Google’s PaLM 2 model becomes five times stronger

By James On May 19, 2023

PaLM 2 model is trained based on 3.6 trillion tokens and this amount is 780 billion tokens for the previous version.

Google’s new Large Language Model (LLM), PaLM 2, unveiled by the tech giant last week, will use nearly five times more training data than its predecessor from 2022 to help it perform tasks such as coding, math, and writing. Be more creative.

According to internal documents seen by CNBC, the PaLM 2 model introduced at the Google I/O conference was trained on 3.6 trillion tokens. Tokens, which are actually strings of words, are an important element for teaching LLMs, as AI models can use them to predict the next words.
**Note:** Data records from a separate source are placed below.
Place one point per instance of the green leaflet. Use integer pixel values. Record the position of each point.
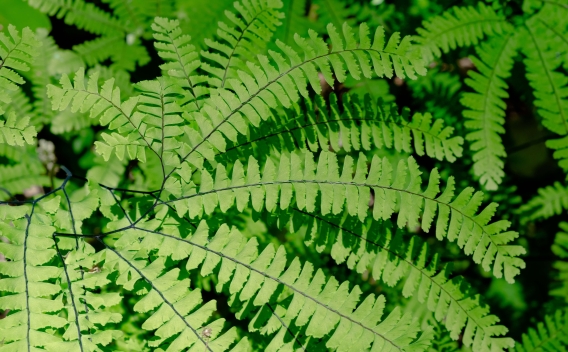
(458, 217)
(486, 114)
(362, 125)
(251, 278)
(229, 135)
(31, 282)
(16, 55)
(181, 60)
(550, 201)
(391, 256)
(549, 335)
(560, 249)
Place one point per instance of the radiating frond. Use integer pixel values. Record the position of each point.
(246, 36)
(391, 256)
(182, 60)
(353, 125)
(549, 335)
(298, 178)
(551, 200)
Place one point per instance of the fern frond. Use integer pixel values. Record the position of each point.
(182, 60)
(305, 179)
(16, 131)
(550, 335)
(208, 13)
(254, 279)
(560, 147)
(486, 118)
(40, 78)
(560, 249)
(457, 27)
(361, 125)
(241, 40)
(549, 85)
(19, 177)
(296, 21)
(105, 103)
(391, 257)
(16, 54)
(551, 200)
(29, 280)
(270, 87)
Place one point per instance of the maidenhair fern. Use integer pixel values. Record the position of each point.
(206, 176)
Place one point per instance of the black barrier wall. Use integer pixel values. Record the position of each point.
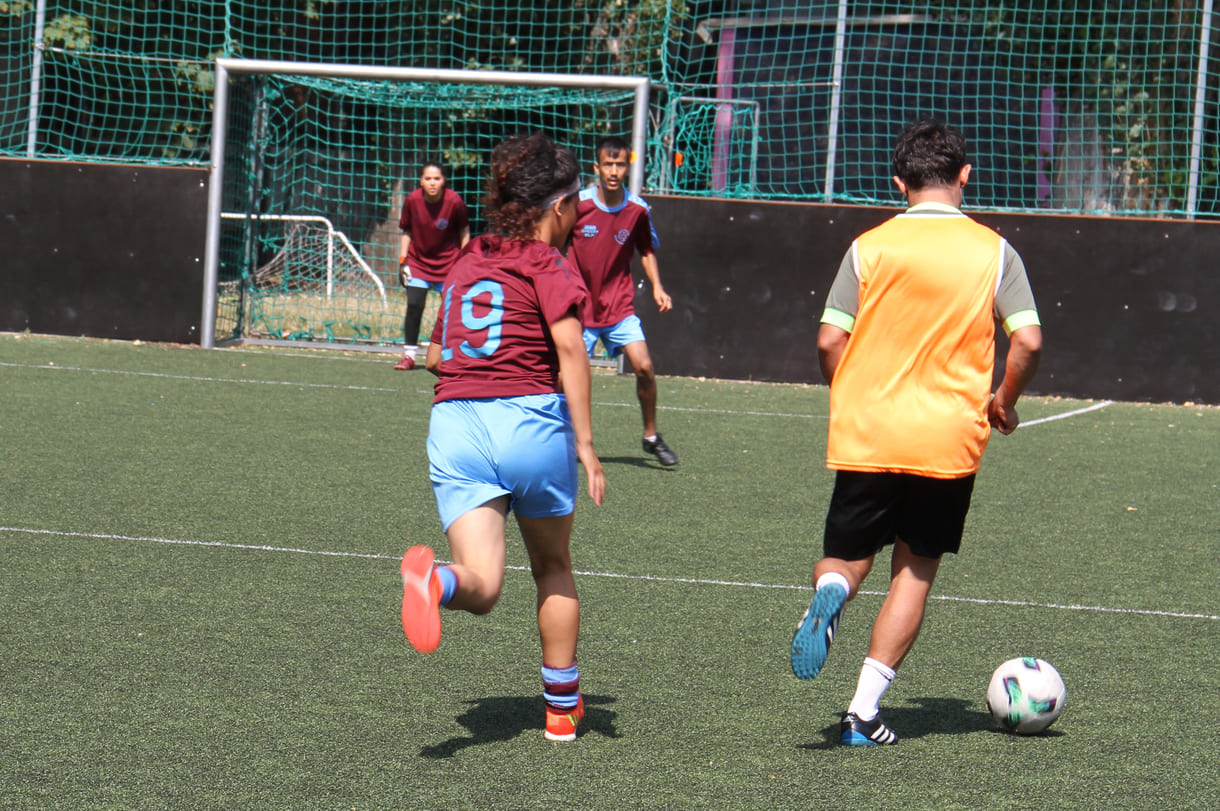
(101, 250)
(1129, 306)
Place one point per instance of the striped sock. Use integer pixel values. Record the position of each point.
(448, 583)
(875, 679)
(561, 687)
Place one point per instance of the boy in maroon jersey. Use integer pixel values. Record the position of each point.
(503, 435)
(611, 226)
(434, 226)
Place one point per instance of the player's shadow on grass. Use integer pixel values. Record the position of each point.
(504, 717)
(933, 716)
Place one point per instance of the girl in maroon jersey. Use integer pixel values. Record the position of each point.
(504, 435)
(434, 226)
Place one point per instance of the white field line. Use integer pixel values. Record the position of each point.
(653, 578)
(200, 378)
(1096, 406)
(398, 390)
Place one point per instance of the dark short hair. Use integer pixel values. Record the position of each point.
(929, 154)
(525, 172)
(611, 144)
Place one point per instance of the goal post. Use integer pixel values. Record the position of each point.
(367, 87)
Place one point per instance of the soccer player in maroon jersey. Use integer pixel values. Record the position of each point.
(611, 226)
(434, 226)
(504, 435)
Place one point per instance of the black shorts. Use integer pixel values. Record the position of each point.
(869, 511)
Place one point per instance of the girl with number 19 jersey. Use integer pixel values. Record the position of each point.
(499, 299)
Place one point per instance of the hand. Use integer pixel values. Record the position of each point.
(664, 303)
(594, 473)
(1002, 417)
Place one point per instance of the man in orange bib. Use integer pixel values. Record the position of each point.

The previous version of Google’s PALM, which stands for Pathways Language Model, was released in 2022 and was trained with 780 billion tokens.

While Google is eager to show off the power of its AI technology and how it’s embedded in search, email, word processing, and spreadsheets, it has been reluctant to release the extent or other details of its training data. OpenAI, the creator of ChatGPT, has also kept the specifications of its latest LLM, GPT-4, under wraps.

The main reason for not disclosing this information is the competitive nature of their AI models. Google and OpenAI are already competing to attract users to their big language models who plan to use their conversational chatbots instead of using traditional search engines.

When announcing PaLM 2, Google claimed that the new model is much smaller than before, meaning the search engine giant’s technology has become more efficient while handling more complex tasks. According to internal documentation, PaLM 2 has been trained on 340 billion parameters, which shows the complexity of this model. The initial version of PaLM was trained on 540 billion parameters.

Google also said in its blog post about PaLM 2 that the model uses a “new technique” called “computational optimization scaling” that makes LLM “with better overall performance, including faster inference, fewer parameters to render, and lower cost to To perform services more efficiently.